En attendant il faudra continuer à construire à Genève. Où? Des choix cruciaux sont devant nous. Il faudra envisager de déclasser des zones, de moins protéger certains espaces verts. Ce n’est guère écolo, me direz-vous, et bétonner le territoire genevois est une perte de qualité de vie. Mais habiter trop loin, trop cher, payer des montants déraisonnables pour les loyers est une grande perte de qualité de vie. Le choix est donc clair entre deux conceptions de la qualité de vie.
Privilégier les habitants veut dire construire. En rendant le droit au logement opposable dans la nouvelle Constitution, les pouvoirs publics seront contraints de développer le logement. En effet le droit opposable veut dire: si vous ne trouvez pas de logement correspondant à votre salaire, vous en prendrez un plus cher et l’Etat paiera la différence. Cela veut dire donner une impulsion forte, décider nous-même de l’aménagement de notre territoire, et encourager à construire des logements sociaux sur le canton.
Le choix est simple: soit habiter loin et venir à Genève en famille le dimanche pour visiter les espaces verts, soit construire à Genève et aller respirer le dimanche l’air du Salève ou du Jura.
On peut aussi décider de bloquer la croissance de Genève, freiner l’expansion démographique et économique. Cela signifie que les habitants paieront de plus en plus de taxes et des loyers plus chers. Est-ce cela que nous voulons? Genève est-elle à ce point de développement qu’elle n’a plus besoin de grandir? Pas certain. Et si l’audace politique venait à Genève, nous reprendrions rapidement, en plus de logements: la traversée de la rade, nous construirions un métro à la place du CEVA, nous équiperions les toits en panneaux solaires, et Genève connaîtrait une longue période de croissance économique.
Il y a de vrais choix à faire. Ce n’est plus l’économie contre l’humain avec l’écologie en Monsieur Loyal, c’est l’économie avec l’humain.
John Goetelen
Liste 9 MCG
Mouvement Changer Genève
http://www.mouvementchangergeneve.ch
PS: à venir demain, DOGMA 3
Commentaires
Genève est un petit canton. Si elle veut garder son territoire agricole, la ville doit effectivement rester petite, en toute logique. Il n'est en réalité pas anormal que Lausanne ait des perspectives de développement plus claires.
Une fusion avec la région environnante veut dire, en fait, que sur le modèle traditionnel, on compte aussi sur la France pour l'agriculture : il n'y a pas la campagne au milieu de l'agglomération. Je crois que le problème est insoluble.

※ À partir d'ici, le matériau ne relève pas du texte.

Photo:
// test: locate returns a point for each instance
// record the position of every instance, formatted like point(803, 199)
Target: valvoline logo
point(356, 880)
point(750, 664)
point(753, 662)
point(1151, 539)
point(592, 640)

Voyez la Savoie, elle-même : elle a été longtemps indépendante de la France ; eh bien, cela a limité son développement économique : les frontières étaient closes. A partir du moment où elle entre en dépendance, elle perd de son âme, mais elle se donne aussi les moyens de se développer matériellement.
C'est un choix : l'îlot de civilisation au milieu de la barbarie, c'est aussi la stagnation économique. C'est une forme de décroissance. Rester libre, c'est souvent rester seul : un chansonnier bien connu l'a dit.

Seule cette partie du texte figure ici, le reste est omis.